За девять лет до этого, в 1851-м, семья похоронила двух дочерей: новорожденную Элизабет и двухлетнюю Агнессу. Спустя два года родился сын Дэвид, который не дожил до 14-летия несколько дней. Эта потеря стала последней каплей для матери будущего писателя: Маргарет (в девичестве – Огилви) выключилась из жизни.
«Я вырос, а он по-прежнему оставался 13-летним мальчиком»
Поступки родителей – данность. Едва ли Маргарет могла повести себя иначе в тех обстоятельствах: каждый проживает горе так, как умеет. Со временем женщина вернулась к семье, снова стала заботливой мамой: изобретала детям наряды, готовила, пела, читала приключенческие романы. И только по ночам продолжала разговаривать с покойным сыном.
Но это ее история, а я пишу о мальчике, который в шесть столкнулся с невыносимым, потеряв одновременно любимого брата и ощущение защищенности. За несколько месяцев ребенок уверился, что это он теперь должен заботиться о благополучии своего самого близкого взрослого.
«Доставить ей удовольствие… было моим единственным непоколебимым стремлением с детства», - напишет 36-летний Барри в романе «Маргарет Огилви», который полностью посвятит маме. Его не переводили на русский, но я купила перепечатку у букинистов и приведу здесь несколько выдержек, чтобы мы могли услышать самого автора.
Сторонние наблюдатели трактовали его личность по-всякому. Жена (они прожили в браке 15 лет) говорила об импотенции (можно верить или не верить, но факт в том, что детей у семьи не было), в СМИ одно время мусолили тему педофилии (об этом будет чуть ниже), а в воспоминаниях близких писатель оставался ребенком.

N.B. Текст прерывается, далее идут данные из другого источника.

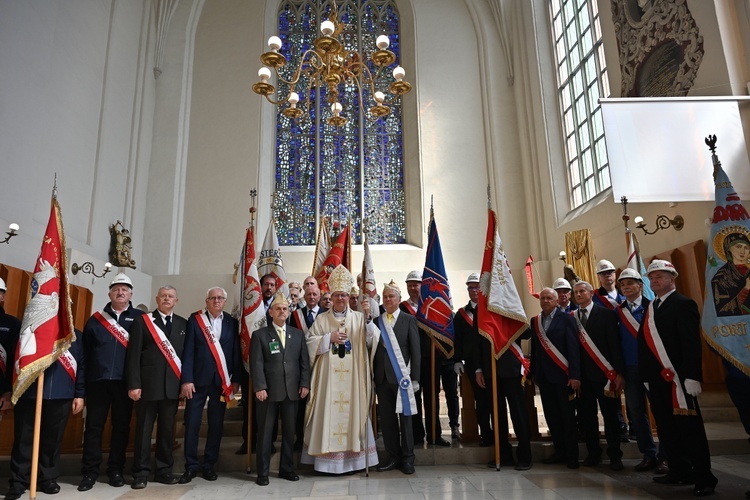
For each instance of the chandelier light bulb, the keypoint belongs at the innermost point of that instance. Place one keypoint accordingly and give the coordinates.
(264, 74)
(274, 43)
(327, 27)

В книге «Маргарет Огилви» есть эпизод, в котором, кажется, и родился этот загадочный взрослый мальчишка – мечтательный, немного печальный, трепетно обожающий маму. После смерти Дэвида Маргарет несколько месяцев не выходила из спальни: обнимала крестильную рубашку погибшего и плакала. Маленький Джеймс заглядывал в душную черноту спальни и плакал рядом, сидя у двери. В один из таких дней к нему подошла старшая сестра и предложила напомнить маме, что у нее по-прежнему есть как минимум еще один сын.

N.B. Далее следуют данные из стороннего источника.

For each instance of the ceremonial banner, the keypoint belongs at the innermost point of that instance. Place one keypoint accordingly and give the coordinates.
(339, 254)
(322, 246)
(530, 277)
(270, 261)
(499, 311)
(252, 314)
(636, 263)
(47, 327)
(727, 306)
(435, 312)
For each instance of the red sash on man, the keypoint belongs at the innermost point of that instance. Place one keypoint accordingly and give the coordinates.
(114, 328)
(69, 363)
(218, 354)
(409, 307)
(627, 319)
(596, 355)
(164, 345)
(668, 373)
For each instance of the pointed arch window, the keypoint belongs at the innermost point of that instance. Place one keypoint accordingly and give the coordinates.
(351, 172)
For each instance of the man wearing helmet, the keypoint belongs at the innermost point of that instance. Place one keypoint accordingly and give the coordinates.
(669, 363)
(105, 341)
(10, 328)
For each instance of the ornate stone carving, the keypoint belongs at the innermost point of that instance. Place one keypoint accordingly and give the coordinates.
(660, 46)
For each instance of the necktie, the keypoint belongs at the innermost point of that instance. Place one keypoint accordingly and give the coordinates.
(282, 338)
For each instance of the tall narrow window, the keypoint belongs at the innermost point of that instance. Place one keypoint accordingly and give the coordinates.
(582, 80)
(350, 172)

«В комнате было темно. Я услышал, как захлопнулась дверь, и больше ни единого звука. Я испугался и замер. Наверное, я тяжело дышал или, возможно, плакал, но через какое-то время я услышал слабый голос, который никогда раньше не звучал слабо: «Это ты?» Думаю, что интонация меня задела, поэтому я ничего не ответил. Тогда голос заговорил снова, уже тревожно: «Это ты?» Я подумал, что она говорит с умершим братом. И грустно ответил: «Нет, это не он, это всего лишь я». Затем я услышал плач. Мама перевернулась в кровати, и, хотя было темно, я знал, что она протянула руки ко мне».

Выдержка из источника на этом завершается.